The memoir, an account of Barr’s time as attorney general under President George H.W. Bush and under Trump, defends his own actions in the Trump administration that led to sharp criticism of a Justice Department setting aside its independence to bend to White House pressure

Former Attorney General William Barr writes in a new memoir that former President Donald Trump’s “self-indulgence and lack of self control” cost him the 2020 election and says “the absurd lengths to which he took his ‘stolen election’ claim led to the rioting on Capitol Hill.”

In the book, “One Damn Thing After Another: Memoirs of an Attorney General,” Barr also calls on his fellow Republicans to pick someone else as the party’s nominee for the 2024 election, calling the prospect of another presidential run by Trump “dismaying.”

“Donald Trump has shown he has neither the temperament nor persuasive powers to provide the kind of positive leadership that is needed,” Barr writes.

The memoir — an account of Barr’s time as attorney general under President George H.W. Bush and under Trump — defends his own actions in the Trump administration that led to sharp criticism of a Justice Department setting aside its independence to bend to White House pressure.

Barr was long considered a close ally of Trump's. But the two fell out toward the end of the Trump administration, when Barr refused to go along with Trump’s baseless claims that the 2020 election had been stolen.

In a statement in June, Trump denounced his former attorney general, calling him a “swamp creature” and a “RINO” — meaning Republican in Name Only — who “was afraid, weak and frankly, now that I see what he is saying, pathetic.”

For his part, Barr portrays Trump as a president who — despite sometimes displaying “the menacing mannerisms” of a strongman ruler as a “schtick” to project an image of strength — had operated within guardrails set up by his advisers and achieved many conservative policy goals. But Trump “lost his grip” after the election, he writes.

“He stopped listening to his advisers, became manic and unreasonable, and was off the rails,” Barr writes. “He surrounded himself with sycophants, including many whack jobs from outside the government, who fed him a steady diet of comforting but unsupported conspiracy theories.”

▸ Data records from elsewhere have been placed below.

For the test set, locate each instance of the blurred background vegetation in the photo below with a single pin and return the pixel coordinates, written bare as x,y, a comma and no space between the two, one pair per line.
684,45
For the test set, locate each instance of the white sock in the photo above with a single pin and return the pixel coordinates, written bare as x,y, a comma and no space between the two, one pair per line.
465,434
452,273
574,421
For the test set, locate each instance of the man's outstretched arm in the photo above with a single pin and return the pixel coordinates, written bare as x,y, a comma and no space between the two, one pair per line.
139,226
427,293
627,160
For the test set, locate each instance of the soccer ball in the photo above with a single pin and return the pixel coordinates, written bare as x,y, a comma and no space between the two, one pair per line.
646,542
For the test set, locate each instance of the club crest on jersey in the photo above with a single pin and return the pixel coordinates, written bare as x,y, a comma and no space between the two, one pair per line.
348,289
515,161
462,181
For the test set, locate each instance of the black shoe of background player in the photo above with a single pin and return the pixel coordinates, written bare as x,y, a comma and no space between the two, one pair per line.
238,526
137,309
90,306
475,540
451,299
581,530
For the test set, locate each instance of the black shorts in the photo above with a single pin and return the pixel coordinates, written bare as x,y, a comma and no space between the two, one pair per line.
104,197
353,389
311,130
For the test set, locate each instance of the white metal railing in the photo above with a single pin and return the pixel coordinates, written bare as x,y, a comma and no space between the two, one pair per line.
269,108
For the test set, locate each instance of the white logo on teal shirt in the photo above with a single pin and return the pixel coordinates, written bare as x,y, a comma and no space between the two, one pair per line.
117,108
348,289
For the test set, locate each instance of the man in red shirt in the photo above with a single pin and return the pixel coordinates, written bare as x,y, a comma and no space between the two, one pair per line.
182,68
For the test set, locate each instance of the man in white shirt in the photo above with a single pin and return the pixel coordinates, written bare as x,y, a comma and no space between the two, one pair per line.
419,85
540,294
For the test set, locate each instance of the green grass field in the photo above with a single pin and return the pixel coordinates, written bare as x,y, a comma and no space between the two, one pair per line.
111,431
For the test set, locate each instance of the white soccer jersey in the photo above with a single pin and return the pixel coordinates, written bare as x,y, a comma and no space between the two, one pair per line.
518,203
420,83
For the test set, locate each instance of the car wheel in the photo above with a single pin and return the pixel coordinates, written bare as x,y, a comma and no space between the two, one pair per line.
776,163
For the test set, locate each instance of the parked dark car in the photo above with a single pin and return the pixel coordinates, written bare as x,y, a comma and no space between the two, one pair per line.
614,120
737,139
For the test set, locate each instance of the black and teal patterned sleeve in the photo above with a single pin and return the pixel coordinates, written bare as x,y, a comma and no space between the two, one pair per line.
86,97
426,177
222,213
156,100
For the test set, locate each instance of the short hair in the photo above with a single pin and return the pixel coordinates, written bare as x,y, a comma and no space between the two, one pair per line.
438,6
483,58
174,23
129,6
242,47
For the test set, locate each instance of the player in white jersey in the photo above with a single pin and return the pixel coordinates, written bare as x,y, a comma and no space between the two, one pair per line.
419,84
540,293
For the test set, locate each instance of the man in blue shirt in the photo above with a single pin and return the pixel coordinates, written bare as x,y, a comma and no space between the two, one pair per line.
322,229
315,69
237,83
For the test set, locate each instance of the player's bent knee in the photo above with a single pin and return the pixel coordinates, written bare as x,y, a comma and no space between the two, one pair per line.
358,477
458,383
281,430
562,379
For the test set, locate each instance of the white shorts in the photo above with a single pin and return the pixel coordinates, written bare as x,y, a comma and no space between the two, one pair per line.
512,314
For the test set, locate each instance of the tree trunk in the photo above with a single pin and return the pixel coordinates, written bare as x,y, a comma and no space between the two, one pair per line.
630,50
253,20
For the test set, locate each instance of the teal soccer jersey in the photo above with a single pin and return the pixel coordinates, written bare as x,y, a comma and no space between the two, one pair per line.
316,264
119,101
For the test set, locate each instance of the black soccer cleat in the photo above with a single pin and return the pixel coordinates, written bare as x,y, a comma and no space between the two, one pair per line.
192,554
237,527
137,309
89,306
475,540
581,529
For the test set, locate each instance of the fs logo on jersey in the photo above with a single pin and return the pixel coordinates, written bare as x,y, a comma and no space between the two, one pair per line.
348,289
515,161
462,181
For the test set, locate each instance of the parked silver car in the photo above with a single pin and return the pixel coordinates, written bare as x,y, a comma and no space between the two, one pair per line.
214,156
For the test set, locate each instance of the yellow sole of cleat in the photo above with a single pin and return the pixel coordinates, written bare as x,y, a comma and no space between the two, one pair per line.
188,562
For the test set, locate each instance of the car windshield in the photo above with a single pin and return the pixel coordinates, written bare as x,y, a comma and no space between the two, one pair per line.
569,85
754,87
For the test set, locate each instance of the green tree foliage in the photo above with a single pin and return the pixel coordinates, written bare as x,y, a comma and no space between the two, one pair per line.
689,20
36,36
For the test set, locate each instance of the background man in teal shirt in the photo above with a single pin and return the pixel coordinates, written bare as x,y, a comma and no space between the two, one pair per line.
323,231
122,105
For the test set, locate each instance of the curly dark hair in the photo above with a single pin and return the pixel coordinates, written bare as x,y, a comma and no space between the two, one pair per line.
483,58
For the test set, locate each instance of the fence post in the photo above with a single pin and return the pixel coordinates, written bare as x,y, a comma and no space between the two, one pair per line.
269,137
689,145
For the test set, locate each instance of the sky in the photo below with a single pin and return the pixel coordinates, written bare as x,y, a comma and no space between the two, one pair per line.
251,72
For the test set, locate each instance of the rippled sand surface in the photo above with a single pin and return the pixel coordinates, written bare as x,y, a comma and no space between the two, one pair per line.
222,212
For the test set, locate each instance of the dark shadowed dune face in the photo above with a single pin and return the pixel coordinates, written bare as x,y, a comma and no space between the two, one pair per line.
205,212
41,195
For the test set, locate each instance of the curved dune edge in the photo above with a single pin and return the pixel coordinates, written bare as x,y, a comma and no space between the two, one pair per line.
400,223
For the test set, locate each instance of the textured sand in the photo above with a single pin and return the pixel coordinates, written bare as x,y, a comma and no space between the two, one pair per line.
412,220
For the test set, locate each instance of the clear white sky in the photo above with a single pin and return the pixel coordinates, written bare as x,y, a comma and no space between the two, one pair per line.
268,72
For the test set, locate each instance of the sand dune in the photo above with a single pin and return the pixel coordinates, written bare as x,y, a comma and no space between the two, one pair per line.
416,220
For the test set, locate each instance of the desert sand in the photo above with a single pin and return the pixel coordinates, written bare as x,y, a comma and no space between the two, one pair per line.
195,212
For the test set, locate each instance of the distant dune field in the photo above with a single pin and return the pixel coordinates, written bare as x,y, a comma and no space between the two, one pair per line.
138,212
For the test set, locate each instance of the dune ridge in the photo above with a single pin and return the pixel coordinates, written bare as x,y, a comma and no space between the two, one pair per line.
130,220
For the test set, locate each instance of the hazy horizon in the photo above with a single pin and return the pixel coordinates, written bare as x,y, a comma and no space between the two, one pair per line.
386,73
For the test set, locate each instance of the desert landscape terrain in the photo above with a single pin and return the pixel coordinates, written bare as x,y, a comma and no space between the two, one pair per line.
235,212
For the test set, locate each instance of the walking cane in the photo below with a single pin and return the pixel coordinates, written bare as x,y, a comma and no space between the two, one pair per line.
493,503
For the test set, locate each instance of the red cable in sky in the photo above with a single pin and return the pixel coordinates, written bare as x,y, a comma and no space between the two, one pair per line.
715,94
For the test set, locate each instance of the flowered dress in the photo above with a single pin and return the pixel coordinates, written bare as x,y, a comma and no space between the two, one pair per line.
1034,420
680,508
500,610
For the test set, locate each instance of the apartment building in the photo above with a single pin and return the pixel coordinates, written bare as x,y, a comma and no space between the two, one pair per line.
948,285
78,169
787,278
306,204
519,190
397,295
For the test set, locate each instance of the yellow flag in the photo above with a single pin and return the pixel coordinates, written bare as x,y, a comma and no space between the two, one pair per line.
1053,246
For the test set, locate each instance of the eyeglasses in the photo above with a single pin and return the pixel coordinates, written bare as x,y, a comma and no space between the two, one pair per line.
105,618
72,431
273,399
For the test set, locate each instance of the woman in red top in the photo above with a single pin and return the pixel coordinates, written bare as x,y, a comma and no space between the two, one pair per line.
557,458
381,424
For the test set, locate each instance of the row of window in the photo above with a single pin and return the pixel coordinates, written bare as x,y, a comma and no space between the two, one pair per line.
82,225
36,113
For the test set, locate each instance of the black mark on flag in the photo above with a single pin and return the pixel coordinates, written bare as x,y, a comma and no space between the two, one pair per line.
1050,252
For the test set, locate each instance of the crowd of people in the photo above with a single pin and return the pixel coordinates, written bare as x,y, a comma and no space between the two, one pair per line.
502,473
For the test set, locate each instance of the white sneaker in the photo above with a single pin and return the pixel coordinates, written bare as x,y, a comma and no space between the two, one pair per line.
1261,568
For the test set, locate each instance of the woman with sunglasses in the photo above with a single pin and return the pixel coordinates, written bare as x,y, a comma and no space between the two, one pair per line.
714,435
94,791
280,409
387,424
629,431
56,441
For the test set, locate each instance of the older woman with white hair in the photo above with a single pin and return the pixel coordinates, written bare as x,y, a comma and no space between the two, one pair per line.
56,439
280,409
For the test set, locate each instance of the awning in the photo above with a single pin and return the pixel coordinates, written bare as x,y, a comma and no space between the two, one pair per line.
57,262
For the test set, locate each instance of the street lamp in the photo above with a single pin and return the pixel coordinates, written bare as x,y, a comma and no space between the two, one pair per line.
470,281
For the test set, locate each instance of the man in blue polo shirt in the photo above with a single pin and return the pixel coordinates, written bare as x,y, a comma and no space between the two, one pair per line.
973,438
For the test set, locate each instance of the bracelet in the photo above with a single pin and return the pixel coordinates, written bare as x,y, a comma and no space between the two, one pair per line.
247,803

Throughout the book, Barr scorns the news media, accusing them of “corruption” and “active support for progressive ideology.” The political left, he writes, became radicalized during President Barack Obama’s second term. He compares its support for social justice issues to “the same kind of revolutionary and totalitarian ideas that propelled the French Revolution, the Communists of the Russian Revolution and the fascists of 20th-century Europe.”